List of non-tech books that have influenced HNers the most - wowsig
http://shelfjoy.com/sia_steel/non-technology-books-that-have-influenced-hn-readers-the-most
======
wowsig
Based on this thread:
[https://news.ycombinator.com/item?id=13967350](https://news.ycombinator.com/item?id=13967350)

and this is why I have done the compilation.

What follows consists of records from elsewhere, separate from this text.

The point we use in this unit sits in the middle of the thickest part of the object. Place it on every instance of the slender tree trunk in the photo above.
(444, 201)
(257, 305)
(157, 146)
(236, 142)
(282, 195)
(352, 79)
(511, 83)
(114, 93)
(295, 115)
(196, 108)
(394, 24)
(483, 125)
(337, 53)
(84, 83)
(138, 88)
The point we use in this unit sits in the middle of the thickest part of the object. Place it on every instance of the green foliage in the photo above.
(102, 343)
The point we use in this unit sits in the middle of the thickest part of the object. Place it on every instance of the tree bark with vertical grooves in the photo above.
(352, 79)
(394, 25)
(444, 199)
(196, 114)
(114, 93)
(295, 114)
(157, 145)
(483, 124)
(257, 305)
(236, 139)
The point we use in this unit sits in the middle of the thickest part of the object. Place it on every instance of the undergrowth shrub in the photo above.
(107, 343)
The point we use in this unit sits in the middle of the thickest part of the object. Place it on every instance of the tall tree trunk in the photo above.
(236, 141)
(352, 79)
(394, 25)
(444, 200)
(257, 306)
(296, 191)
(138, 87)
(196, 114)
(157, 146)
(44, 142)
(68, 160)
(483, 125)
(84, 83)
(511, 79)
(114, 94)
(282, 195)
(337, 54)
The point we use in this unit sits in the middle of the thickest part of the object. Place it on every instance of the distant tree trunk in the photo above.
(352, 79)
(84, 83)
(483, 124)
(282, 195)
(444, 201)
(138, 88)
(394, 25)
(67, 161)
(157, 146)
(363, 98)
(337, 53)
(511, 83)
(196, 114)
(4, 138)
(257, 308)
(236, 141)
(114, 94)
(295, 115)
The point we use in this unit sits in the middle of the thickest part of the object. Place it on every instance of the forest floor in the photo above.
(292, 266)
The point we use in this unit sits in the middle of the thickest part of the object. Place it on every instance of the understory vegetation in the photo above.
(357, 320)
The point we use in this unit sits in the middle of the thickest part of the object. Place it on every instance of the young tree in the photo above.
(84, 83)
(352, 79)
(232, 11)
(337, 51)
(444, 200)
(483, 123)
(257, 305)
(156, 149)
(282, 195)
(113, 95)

This has turned out to be an amazing thread. While the first 50 books were
something I was expecting, Selfish Gene, Hitchhikers guide to the galaxy et
all, the suggestions went interesting as I kept scrolling. In the spirit of
all things books, I've compiled the answers into a list (You were expecting
someone to do this, weren't you?) Since, I've done this manually, this is what
I've included. 1\. Have only included the first level comments and the books
mentioned in them. This means the comments that said, if you liked this,
you'll also like this aren't included. 2\. Have included books from comments
that have provided good answers to the 'why'. Haven't included just book
mentions without explanations of why that has been the most influential book.
Which book is mentioned most? Haven't counted, but I think it is Selfish Gene
and the Bhagwat Gita! And here is the list --> You guys can go ahead and add
these to your reading list.

------
k__
I found it kinda funny/sad when someone checked HN for all books that were
mentioned positively, HN likes programming and has RSI.